The mission also reported that the large subsidies to the electricity sector, because of the higher oil prices of oil, worsened the fiscal results of the program that had been agreed upon with the Dominican authorities.

Alejandro Santos, the chief of mission, said nevertheless that despite higher prices for basic products, the macro-economic situation continues to be favorable, and although economic growth has been lower than expected, the real GDP expanded 4.3% in the first quarter of 2011. He said that the Central Bank increased its policy rate by 275 basis points since the last quarter of 2010, going from 4% to 6.75%, and the tighter stance is consistent with the economy operating at potential and needed to contain spillover effects on inflation from the higher food and fuel prices.

He said that several performance criteria for end-December 2010 and end-March 2011 were not met - especially those related to the electricity sector, where larger subsidies deteriorated fiscal performance. But most structural measures have been implemented, some with a delay.
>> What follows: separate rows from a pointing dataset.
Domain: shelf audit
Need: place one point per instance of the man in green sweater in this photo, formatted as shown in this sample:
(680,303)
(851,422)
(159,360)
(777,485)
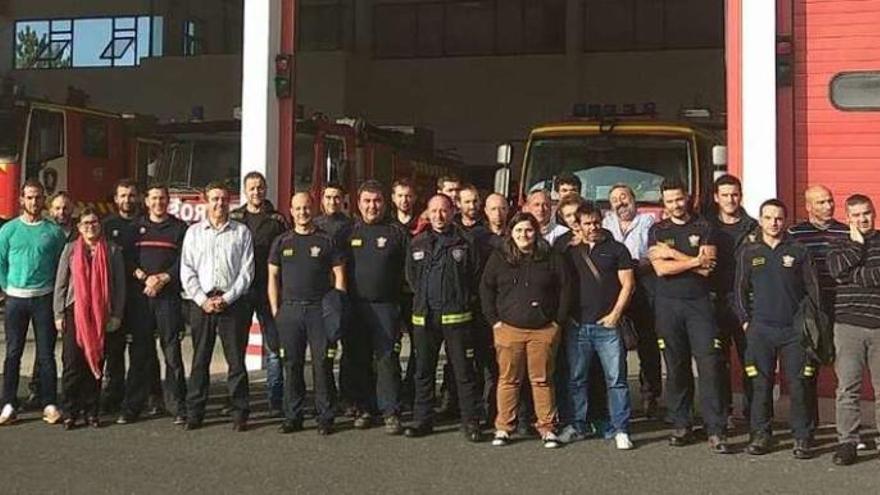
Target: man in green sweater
(29,251)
He indicated on the other hand that the increase in oil prices has led to significantly larger-than-planned electricity subsidies for 2011, but the authorities have reacted by adjusting electricity tariffs by 8 percent effective in June 2011 and, cutting non-social spending by 12 percent since April 2011. In addition, he mentioned the tax measures sent to Congress aimed at reversing the declining trend in tax collections, and that the government has reiterated its commitment to the objectives and policies of its economic program, which foresees a hardening of the policies for this year.

The IMF expects economic growth to be between 5% and 5.5% and the inflation rate between 6% and 7%, while the fiscal policy heads to a public sector deficit of 3% of GDP, which was foreseen in the 2011 Budget.

In the press release, Santos says that the discussions have been productive and they agreed on essential measures to ensure that the government program goes forward.